# My first Bacon Effort



## chuck2u (Sep 26, 2011)

A week ago I purchased 5# of fresh pork belly and cured it for a week using Tender Quick and slathered it in a third of a cup of maple syrup.  I cold-smoked it with maple wood chips for the first three hours of 8 hours in the smoker at 140 degrees until I had an internal temperature of 120 degrees.  I was very happy with the results!  Next week: Canadian Bacon


----------



## SmokinAl (Sep 27, 2011)

Nice job on your first try!


----------



## tjohnson (Sep 27, 2011)

Looks GREAT!

Better make more, cuz you'll run out quick!

TJ


----------



## Bearcarver (Sep 27, 2011)

Looks Awesome!!!

Beautiful Color!!!

That's very much like I do mine, but I make a little more---You'll be making more real soon---Probably within the week!  LOL

Bear


----------



## africanmeat (Sep 27, 2011)

looks good to me


----------



## boykjo (Sep 27, 2011)

nice job.........................
	

	
	
		
		



		
		
	


	





joe


----------



## teeznuts (Sep 27, 2011)

Congrats on your first belly!

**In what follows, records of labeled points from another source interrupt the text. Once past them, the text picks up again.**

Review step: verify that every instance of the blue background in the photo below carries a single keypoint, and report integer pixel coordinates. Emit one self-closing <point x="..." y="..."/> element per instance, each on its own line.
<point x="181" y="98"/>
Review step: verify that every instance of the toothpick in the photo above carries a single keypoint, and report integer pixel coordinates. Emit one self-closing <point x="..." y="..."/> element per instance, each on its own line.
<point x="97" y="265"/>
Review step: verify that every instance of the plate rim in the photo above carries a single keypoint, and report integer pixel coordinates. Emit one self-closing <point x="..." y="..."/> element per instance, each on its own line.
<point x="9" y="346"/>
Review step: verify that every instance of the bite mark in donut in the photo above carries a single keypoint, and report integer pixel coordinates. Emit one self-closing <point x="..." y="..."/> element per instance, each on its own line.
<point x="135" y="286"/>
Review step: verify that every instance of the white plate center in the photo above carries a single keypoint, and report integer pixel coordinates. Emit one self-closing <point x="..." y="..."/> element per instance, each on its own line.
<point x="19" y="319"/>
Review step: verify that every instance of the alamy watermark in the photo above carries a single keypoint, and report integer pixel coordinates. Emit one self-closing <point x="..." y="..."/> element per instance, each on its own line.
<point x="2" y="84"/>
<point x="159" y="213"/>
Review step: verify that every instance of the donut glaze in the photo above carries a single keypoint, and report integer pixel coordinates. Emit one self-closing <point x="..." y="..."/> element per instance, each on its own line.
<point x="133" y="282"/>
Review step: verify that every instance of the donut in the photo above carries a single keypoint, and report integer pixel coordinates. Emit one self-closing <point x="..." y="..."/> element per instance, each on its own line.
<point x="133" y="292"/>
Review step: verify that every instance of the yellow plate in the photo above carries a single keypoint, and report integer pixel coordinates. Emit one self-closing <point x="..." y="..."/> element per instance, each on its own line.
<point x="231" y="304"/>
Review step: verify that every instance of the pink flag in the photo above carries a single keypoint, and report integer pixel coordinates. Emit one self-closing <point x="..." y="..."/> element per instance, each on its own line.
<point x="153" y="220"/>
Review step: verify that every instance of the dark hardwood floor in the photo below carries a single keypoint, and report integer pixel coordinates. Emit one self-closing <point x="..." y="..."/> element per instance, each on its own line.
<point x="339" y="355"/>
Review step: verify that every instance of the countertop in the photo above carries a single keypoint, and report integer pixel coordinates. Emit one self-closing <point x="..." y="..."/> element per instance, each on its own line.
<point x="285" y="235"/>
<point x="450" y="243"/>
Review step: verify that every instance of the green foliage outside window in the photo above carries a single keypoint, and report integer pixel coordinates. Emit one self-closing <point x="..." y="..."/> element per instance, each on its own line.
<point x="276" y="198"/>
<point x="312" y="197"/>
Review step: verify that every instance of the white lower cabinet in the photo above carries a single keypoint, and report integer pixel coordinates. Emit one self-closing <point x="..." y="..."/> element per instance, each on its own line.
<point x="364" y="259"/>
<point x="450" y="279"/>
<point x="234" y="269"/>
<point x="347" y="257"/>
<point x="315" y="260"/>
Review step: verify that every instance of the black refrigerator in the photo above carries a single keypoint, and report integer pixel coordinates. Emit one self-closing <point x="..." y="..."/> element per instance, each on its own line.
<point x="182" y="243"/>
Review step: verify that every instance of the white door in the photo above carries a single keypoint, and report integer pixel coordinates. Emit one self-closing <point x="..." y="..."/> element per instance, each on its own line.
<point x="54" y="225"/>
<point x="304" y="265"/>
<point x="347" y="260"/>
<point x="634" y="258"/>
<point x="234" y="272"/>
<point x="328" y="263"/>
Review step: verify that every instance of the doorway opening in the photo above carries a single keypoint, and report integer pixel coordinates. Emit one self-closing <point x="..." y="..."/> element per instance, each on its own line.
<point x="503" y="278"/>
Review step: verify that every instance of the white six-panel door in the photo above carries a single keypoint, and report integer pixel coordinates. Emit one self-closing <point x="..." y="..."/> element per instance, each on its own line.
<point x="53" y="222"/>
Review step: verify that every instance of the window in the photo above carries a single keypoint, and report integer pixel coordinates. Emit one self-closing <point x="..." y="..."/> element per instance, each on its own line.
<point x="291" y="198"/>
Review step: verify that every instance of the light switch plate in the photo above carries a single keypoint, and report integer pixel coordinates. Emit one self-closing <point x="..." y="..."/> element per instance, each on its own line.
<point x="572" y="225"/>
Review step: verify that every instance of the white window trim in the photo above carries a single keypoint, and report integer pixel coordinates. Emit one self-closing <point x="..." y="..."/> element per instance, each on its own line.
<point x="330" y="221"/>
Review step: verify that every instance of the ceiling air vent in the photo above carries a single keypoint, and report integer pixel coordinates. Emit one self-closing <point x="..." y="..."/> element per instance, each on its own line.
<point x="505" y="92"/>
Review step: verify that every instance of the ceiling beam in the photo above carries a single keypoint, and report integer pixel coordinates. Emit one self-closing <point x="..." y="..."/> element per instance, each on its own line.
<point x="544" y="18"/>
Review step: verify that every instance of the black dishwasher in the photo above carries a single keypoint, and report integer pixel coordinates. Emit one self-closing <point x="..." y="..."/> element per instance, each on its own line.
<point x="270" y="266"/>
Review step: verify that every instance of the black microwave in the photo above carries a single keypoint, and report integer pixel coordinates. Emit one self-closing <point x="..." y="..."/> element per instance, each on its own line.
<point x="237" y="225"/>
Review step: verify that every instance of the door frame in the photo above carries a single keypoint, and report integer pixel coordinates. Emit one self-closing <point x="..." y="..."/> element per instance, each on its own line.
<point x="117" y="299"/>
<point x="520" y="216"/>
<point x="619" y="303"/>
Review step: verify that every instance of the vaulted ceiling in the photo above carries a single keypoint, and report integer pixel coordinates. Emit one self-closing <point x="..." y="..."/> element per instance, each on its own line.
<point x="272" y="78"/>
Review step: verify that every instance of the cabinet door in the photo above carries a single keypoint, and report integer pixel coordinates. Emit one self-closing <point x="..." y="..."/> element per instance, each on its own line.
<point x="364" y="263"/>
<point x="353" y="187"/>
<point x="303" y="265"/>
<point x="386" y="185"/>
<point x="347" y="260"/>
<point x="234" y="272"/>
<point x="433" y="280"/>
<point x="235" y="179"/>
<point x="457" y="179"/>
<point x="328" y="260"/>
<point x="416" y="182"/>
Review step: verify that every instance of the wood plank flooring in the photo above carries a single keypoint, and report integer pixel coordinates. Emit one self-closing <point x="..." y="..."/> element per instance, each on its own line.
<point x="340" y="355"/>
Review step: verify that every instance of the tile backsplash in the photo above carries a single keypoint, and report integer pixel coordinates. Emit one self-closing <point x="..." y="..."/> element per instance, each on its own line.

The guys are right, once you start, You can't stop. The bacon addiction is hard to shake.


----------



## roller (Sep 27, 2011)

Looks great nice color...better than mine...


----------



## fpnmf (Sep 27, 2011)

Looking good!!

  Craig


----------



## realtorterry (Sep 27, 2011)

Tenderquick? I thought it had to be cure#1? Shows how much I know? What ratio did you use?


----------



## chuck2u (Oct 4, 2011)

The package or Morton Tender Quick calls for 1 tablespoon per pound of meat.  My bacon turned out to be just a tiny bit too salty for my palate so I'm going to let it sit in water for 30 minutes before smoking the next time.  I started a loin four days ago and will smoke it this coming Saturday to make my first Canadian bacon.  I won't soak it in water after the cure because I want to see if the salt intake is the same as belly before acting on an assumption.

Chuck


----------



## casmurf (Oct 4, 2011)

I have found for me when making BBB or Canadian bacon 1tablespoon Tender Quick per pound followed by 1tablespoon brown sugar works best. I soak for half hour then fry test. I always do a fry test before  smoking I had a few rough (salty) ones when I first started home curing. But as with all hobbies I got better with practice. I got a butt curing as we speak, will be smoking sometime next week I will try to get some pics.

Jerry


----------



## Bearcarver (Oct 4, 2011)

casmurf said:


> I have found for me when making BBB or Canadian bacon 1tablespoon Tender Quick per pound followed by 1tablespoon brown sugar works best. I soak for half hour then fry test. I always do a fry test before  smoking I had a few rough (salty) ones when I first started home curing. But as with all hobbies I got better with practice. I got a butt curing as we speak, will be smoking sometime next week I will try to get some pics.
> 
> Jerry


That is my method too Jerry. And it works great for me. Never had one cured with TQ become too salty that way. I do the belly bacon the same way, with the same result. I still do the fry test every time, just in case, because once you smoke it, it's too late.

Bear


----------